Gewerbekredite und die Immobilienfinanzierung
Im Gegensatz zu Verbraucherdarlehen muss ein betrieblich veranlasster Kredit nicht zum Festzins abgewickelt werden. Die Vereinbarung einer festen Verzinsung ist bei Gewerbekrediten weniger üblich als die vertragliche Absprache, dass der Zinssatz des Kredites regelmäßig anhand eines festgelegten Basiswertes angepasst wird. In der Regel erfolgt die Zinsanpassung nicht häufiger als einmal im Quartal. Für eine langfristig sichere Kalkulation ist es jedoch von Vorteil, wenn der Betrieb einen Kredit zum Festzins erhält. Die damit gegenüber der variablen Zinsabrechnung verbundenen höheren Anfangskosten machen sich durch die gewonnene Planungssicherheit mehr als bezahlt. Bei der Immobilienfinanzierung ist eine befristete feste Zinsvereinbarung üblich, nach deren Ablauf der Kreditbetrag zum Teil getilgt ist. Der Immobilienkredit zum festen Zins gewährleistet eine sichere Planung des Bauvorhabens oder des Immobilienerwerbs, so dass eine möglichst lange Zinsbindungsfrist auch gegen einen angemessenen Zinsaufschlag zu empfehlen ist.

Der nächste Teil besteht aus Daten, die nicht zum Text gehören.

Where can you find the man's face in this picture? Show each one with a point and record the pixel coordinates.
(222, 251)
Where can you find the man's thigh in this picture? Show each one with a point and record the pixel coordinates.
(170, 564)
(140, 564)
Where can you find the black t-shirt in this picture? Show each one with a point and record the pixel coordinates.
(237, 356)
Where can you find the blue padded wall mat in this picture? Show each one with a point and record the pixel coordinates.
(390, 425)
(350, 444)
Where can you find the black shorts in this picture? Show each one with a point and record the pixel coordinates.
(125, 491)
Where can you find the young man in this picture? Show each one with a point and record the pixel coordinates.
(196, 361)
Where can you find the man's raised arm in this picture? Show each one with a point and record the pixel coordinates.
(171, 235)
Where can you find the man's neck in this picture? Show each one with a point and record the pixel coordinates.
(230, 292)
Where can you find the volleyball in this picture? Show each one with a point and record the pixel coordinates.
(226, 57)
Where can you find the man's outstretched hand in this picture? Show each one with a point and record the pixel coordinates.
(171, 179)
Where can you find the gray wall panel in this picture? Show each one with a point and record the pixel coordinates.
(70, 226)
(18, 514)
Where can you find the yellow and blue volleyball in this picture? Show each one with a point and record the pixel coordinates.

Der Festzins und die vorzeitige Tilgung
Anders als ein Darlehen mit variablen Zinsen kann ein Kredit mit Festzins grundsätzlich nicht ohne Zahlung angemessener Vorfälligkeitszinsen gekündigt werden. Eine Ausnahme gilt, wenn der Kreditvertrag seit mindestens zehn Jahren besteht oder der Vertrag eine entsprechende Klausel vorsieht. Die Vorfälligkeitsentschädigung gleicht den entgangenen Gewinn des Geldinstitutes durch die vorzeitige Kreditkündigung aus. Beim Abschluss eines Immobilienkreditvertrages bieten mehrere Banken an, gegen die Zahlung eines geringen Zinsaufschlages vorzeitige Tilgungen in einem begrenzten Umfang ohne Anrechnung von Vorfälligkeitszinsen zu akzeptieren. Bei Verbraucherdarlehen gestatten immer mehr Banken die vorzeitige Rückzahlung ohne Zinsaufschlag, da sie das entsprechende Vertragsangebot als werbewirksam erkannt haben.